[Question] Training performance comparsion between IsaacLab and IsaacGym
Hi all,
I wondering if anyone closely compare the performance of the policy trained in IsaacLab and IsaacGym.
I have a decent locomotion policy working well in IsaacGym and try to move the codebase to IsaacLab.
I observe that the training performance in IsaacLab is worse than in IsaacGym.
Although you might claim that I may have introduced a bug while transferring the code, I checked multiple times all the configs and code order etc.. (i.e. PPO settings, reward weights, PhysX settings etc..)
I agree that there might still be some bugs that I didn't identify, but for the sake of questions, let's assume the code logic are exactly the same.

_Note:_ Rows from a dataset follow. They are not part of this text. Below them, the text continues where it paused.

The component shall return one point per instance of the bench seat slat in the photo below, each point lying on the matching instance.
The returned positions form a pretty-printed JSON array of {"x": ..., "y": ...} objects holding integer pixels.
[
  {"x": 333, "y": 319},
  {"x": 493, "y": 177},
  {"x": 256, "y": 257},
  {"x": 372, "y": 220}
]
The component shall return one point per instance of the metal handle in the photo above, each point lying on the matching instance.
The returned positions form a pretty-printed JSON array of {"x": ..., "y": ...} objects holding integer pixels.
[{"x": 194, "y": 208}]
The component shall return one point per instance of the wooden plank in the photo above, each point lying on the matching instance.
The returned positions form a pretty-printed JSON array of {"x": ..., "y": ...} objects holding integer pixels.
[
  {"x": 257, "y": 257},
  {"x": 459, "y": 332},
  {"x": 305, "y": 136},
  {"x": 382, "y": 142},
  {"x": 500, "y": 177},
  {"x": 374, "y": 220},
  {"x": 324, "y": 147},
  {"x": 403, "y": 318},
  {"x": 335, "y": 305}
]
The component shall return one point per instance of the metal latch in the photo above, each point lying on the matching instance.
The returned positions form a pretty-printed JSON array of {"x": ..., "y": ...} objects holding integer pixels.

Have anyone observed that their policies in IsaacLab is worse than IsaacGym?
I have some training plots regarding this matter: purple is IsaacGym, and green is IsaacLab.

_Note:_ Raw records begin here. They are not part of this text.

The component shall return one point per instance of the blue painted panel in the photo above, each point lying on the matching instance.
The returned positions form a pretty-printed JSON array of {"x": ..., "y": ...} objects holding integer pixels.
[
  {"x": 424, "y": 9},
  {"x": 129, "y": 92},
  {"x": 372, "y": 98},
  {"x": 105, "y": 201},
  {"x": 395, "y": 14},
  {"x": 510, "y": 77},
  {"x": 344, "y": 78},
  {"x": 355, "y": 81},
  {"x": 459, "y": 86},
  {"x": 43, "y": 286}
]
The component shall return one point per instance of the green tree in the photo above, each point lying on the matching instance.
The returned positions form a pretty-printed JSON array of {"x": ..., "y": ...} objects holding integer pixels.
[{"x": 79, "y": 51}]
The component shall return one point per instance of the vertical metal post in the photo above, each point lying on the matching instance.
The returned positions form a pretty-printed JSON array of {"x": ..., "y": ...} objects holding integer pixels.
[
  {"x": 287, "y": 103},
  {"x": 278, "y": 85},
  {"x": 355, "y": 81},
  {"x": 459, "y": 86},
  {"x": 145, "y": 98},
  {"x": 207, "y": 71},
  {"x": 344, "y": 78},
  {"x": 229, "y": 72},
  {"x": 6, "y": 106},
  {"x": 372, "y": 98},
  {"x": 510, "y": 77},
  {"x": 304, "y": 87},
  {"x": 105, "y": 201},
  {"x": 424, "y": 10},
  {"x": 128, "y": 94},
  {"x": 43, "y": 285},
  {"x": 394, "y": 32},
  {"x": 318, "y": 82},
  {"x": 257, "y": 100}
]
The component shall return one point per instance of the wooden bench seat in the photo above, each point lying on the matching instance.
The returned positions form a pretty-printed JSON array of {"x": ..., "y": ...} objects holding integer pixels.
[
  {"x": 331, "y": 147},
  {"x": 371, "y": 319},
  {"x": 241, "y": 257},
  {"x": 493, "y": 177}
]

It seems in IsaacLab the mean reward is lower and value function loss is much higher/noisy than in IsaacGym.
Based on my visual inspection, in IsaacLab the robot tends to reach its torque limit quite frequently and terminate early, resulting in unstable policy and noisy value function.
Does anyone observe similar issue and provide some possible explanation and resolution? (except the bug I might accidently introduced)

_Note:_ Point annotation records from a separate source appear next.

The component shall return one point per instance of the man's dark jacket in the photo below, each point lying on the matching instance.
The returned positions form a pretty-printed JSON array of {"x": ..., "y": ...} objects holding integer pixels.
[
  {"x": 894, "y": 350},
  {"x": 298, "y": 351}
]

One of my hypothesis is the IsaacLab and IsaacGym use different PhysX version and their dynamics (or contact solver) has changed. I'm wondering if there are any hidden bugs or mistakes in IsaacLab side, or it is just finetuning issues.
Thank you!
When I last compared it for ANYmal locomotion, things looked pretty similar. However, this was some time ago, and we don't have regular integration tests for this at the moment.
The value function jumping is the most concerning to me. Are you using one of the environments that we provide, or is this your custom environment?
Hi, I'm using custom environment for humanoid. (Not the unitree robots)
But the custom environment settings are same for both in IsaacGym and IsaacLab.
So, I'm concerned.
Is there any major modification that I need to be aware of? So basically, a few questions:
- Is the physics simulation from PhysX 4.0 (IsaacGym) and PhysX 5.0 (IsaacLab) same?
- Other people have questions, for instance, root_lin_vel_w is not the base frame's velocity rather than CoM's velocity.
- Do PPO settings or reward weights have to be changed as we change the simulator?
A few evidence show that the training performance in IsaacLab is worse than in IsaacGym. What could possibly make this difference?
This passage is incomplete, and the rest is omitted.